About 200 people gathered in Aotea Square, holding Israel flags and lit candles, last night to mourn those killed, captured and wounded after Palestinian Islamist group Hamas launched a surprise attack.
Henri Eliot, the Honorary Consul for Israel, who spoke at the vigil, told the Herald he has family hiding in bunkers in Tel Aviv and Jerusalem while he prays for them from afar.
“They are seeing people being dragged in the streets, children being murdered in front of their parents, women half-naked in pickup trucks,” he said.
A heavy police presence surrounded the crowd, some of whom cried loudly while others embraced in hugs and held hands.
There was also a sense of anxiety after the ugly scenes in Sydney on Monday night after thousands of pro-Palestinian supporters gathered on the steps of the Sydney Opera House, which was illuminated in blue and white in support of Israel.
Candles spelling out Free Palestine were laid out in front of the Opera House, but video from the event showed protesters also burning Israeli flags, setting off flares and making anti-Semitic chants, including “gas the Jews”.
In Auckland last night, Diana Shaul said she was at the vigil to honour her mother and extended family who are trapped in Israel.
”We can only imagine what’s happening over there from here,” Shaul said.
Image 1 of 10: Many attendees brought candles. Photo / Hayden Woodward
Joshua Sampson’s sister, Hannah, was taking a gap year in Israel when the Hamas’ rockets began to fall and has been able to get a flight out of the country. It was agonising waiting to hear she was safe, Sampson said.
He spoke to the crowd, giving the perspective of a young Jewish man watching the atrocities unfold before him.

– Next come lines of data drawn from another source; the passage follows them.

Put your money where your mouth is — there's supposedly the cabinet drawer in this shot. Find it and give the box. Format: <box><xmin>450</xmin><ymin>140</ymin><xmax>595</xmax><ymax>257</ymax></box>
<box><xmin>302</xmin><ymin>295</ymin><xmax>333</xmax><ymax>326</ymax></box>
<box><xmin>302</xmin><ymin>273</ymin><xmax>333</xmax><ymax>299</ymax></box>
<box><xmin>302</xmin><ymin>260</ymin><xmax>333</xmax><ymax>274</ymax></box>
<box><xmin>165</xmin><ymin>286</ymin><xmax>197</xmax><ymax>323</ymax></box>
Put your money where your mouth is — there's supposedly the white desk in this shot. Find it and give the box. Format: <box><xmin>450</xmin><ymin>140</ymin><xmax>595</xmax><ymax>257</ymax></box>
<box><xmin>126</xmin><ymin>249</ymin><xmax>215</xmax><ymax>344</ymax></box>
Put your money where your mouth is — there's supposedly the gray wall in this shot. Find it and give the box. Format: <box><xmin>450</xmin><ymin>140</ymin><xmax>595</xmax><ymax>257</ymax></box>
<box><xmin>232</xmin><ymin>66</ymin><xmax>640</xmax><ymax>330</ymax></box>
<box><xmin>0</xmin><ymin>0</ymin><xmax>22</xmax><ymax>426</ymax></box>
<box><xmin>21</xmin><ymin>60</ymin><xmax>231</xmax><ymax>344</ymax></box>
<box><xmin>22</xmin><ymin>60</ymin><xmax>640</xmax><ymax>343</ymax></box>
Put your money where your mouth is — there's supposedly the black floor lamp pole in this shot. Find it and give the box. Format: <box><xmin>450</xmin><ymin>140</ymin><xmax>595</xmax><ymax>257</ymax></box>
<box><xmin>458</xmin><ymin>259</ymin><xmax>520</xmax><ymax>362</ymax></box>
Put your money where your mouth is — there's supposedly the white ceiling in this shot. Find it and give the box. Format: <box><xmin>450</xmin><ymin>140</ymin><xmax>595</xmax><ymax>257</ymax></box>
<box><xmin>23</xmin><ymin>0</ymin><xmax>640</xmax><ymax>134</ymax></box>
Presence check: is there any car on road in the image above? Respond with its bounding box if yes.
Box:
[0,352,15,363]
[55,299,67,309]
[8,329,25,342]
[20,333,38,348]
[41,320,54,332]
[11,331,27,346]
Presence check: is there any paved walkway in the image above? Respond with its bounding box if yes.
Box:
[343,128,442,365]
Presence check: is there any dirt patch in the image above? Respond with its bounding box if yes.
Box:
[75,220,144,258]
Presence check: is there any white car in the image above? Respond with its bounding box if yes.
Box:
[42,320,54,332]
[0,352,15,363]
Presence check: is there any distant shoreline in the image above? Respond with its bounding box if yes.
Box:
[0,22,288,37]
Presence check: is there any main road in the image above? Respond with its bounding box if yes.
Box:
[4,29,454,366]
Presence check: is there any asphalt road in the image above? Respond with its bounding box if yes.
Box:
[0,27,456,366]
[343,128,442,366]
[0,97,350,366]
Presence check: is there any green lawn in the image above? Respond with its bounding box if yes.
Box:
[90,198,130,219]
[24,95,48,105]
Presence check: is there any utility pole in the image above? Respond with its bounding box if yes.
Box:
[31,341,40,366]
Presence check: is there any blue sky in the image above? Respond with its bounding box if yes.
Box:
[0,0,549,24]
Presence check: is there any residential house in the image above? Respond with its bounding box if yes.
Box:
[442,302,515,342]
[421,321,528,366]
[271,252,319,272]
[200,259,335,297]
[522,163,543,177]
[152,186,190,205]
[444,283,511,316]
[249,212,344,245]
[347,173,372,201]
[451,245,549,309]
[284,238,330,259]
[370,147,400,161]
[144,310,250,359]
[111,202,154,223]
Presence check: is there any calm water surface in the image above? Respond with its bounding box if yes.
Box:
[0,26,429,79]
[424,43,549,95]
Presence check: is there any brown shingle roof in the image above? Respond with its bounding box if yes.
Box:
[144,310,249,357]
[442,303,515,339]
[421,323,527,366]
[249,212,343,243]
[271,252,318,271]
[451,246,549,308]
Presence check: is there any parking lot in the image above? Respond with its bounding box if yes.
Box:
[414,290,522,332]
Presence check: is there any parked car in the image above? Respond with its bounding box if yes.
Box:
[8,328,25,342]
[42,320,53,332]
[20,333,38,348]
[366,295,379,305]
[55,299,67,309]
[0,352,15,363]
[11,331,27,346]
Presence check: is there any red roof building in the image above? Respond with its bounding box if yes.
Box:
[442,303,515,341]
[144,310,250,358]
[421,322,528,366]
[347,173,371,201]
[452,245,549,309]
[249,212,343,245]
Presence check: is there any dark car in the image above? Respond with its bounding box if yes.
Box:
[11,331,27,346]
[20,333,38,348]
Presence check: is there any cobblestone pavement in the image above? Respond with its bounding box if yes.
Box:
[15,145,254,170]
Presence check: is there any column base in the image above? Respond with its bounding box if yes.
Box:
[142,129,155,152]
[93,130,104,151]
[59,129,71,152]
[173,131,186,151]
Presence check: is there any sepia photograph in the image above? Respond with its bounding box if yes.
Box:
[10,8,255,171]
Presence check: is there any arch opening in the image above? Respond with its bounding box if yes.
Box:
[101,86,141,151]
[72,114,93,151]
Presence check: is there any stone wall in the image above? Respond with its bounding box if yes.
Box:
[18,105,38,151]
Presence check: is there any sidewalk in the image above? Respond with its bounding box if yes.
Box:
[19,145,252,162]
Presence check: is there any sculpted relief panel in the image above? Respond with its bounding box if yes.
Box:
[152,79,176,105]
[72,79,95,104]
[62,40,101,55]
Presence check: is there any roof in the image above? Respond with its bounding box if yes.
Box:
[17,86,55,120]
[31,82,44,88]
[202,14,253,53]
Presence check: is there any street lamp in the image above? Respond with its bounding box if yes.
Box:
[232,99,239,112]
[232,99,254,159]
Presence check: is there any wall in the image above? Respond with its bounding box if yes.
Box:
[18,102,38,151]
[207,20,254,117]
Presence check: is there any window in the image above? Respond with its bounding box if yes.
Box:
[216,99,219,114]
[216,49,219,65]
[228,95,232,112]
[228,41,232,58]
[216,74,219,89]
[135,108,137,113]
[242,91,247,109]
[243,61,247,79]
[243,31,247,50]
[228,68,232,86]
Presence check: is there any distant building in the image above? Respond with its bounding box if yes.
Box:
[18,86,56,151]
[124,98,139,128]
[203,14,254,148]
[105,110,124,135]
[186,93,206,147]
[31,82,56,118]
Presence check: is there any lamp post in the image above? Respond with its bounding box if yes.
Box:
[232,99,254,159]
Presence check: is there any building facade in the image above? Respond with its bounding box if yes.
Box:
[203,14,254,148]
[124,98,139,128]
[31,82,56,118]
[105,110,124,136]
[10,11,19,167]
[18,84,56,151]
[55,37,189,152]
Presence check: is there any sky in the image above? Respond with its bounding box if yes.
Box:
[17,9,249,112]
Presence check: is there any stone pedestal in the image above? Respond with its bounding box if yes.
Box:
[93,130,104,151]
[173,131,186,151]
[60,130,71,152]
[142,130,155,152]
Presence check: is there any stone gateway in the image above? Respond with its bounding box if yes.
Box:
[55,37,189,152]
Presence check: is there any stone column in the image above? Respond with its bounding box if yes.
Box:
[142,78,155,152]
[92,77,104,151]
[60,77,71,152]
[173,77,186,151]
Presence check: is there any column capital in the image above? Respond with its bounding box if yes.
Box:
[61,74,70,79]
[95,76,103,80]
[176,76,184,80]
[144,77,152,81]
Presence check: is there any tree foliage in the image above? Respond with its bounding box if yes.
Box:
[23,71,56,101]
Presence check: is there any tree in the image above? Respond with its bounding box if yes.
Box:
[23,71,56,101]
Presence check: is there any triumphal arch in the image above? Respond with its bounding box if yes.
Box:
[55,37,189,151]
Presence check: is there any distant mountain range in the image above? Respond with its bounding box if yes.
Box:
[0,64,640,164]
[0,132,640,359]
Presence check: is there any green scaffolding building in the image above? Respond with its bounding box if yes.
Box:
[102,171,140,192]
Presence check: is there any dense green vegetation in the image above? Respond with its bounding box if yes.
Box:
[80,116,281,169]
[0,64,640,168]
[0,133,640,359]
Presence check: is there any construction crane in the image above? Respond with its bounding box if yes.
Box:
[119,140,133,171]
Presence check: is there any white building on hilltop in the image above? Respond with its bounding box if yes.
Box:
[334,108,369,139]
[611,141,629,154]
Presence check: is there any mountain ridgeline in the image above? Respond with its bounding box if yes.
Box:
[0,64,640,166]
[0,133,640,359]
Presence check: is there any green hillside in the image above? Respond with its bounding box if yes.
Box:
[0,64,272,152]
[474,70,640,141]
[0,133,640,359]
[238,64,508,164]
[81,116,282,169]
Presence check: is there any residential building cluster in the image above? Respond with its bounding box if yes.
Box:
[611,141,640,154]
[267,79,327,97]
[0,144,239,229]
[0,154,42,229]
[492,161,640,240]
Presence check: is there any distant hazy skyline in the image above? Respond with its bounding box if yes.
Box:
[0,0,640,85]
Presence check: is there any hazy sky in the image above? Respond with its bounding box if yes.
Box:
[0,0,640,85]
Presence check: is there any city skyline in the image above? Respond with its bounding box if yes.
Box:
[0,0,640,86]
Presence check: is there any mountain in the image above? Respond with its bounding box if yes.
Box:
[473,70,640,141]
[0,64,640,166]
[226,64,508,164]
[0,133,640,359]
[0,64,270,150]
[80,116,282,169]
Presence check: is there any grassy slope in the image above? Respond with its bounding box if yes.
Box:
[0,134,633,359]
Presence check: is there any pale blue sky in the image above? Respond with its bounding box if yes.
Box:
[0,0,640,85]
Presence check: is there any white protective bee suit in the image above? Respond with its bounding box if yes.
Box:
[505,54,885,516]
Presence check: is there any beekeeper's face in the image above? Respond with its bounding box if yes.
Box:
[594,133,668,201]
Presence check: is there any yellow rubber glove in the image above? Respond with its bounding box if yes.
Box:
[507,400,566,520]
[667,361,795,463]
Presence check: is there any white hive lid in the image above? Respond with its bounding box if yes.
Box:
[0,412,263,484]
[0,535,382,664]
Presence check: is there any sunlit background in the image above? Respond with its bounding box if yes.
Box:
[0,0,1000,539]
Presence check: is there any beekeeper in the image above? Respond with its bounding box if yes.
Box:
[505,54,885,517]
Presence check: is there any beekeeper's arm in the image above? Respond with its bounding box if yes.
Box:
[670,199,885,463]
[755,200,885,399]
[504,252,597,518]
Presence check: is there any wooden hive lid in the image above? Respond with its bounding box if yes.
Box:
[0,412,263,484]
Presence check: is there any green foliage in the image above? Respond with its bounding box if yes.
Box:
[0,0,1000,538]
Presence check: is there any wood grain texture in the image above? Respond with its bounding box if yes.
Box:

There was another vigil last night in Hastings, and others are planned for Wellington and Whangārei.
Earlier in the day, Prime Minister and Labour Party leader Chris Hipkins said Israel has a right to defend itself, but there are international norms in terms of what a proportionate response is, and New Zealand expects those norms to be abided by.
“New Zealand supports a two-state solution, but in terms of this specific conflict, I’m not going to take a day-by-day position on what is happening.”
National leader Christopher Luxon mirrored Hipkin’s comments and said: “We look to continue the long-standing policy that is to see a two-state solution emerge”.
At the Press powerbrokers debate last night, the minor party leaders were also asked to weigh in with their thoughts on the conflict and if the Government should designate the entirety of Hamas as a terrorist organisation.
New Zealand has currently designated only the military wing of Hamas a terrorist organisation.
NZ First leader Winston Peters, a former foreign minister, said he wanted more evidence before declaring Hamas a terrorist organisation as New Zealand’s Five Eyes partners have but it “seems where we are going”.
Peters said there had always been agreement across the political divide for a two-state solution but the attack by Hamas had clearly broken the “rules of engagement”.
Green Party co-leader Marama Davidson said the loss of life was “absolutely unacceptable” - calling out both Hamas and the Israeli Defence Force (IDF).
She said all in Israel, Gaza and the West Bank have the “right to security and life”.
Davidson refused to say Hamas should be designated as a terrorist organisation and argued any such designation needed to be applied “equally to all terrorist acts”.
Peters asked: “What does that mean?”
Davidson then accused the IDF of causing “decades of violence”.
“Right now, Winston Peters, there are a million children in Gaza whose city is being flattened and that is unacceptable,” she said.
Peters then accused Green Party members of issuing press statements that were “straight anti-Semitic”.
Te Pāti Māori candidate Tākuta Ferris declined to answer the specific question about Hamas.
Act’s David Seymour said: “Yes, our traditional allies are right, Hamas is a terrorist organisation.”
Seymour has previously criticised Foreign Affairs Minister Nanaia Mahuta, whose statement on the social media platform X said she was “deeply concerned at the outbreak of conflict”. Hipkins later released a strongly-worded statement that New Zealand “condemns unequivocally” the terror attacks led by Hamas.
“New Zealand has stood alone in the worst possible way in the last few days,” Seymour said. “I thought that tweet from Nanaia Mahuta was a real betrayal of the values and New Zealand’s traditional allies.”
He said Hamas’ terrorism has harmed not just Israelis but Palestinians were suffering as well.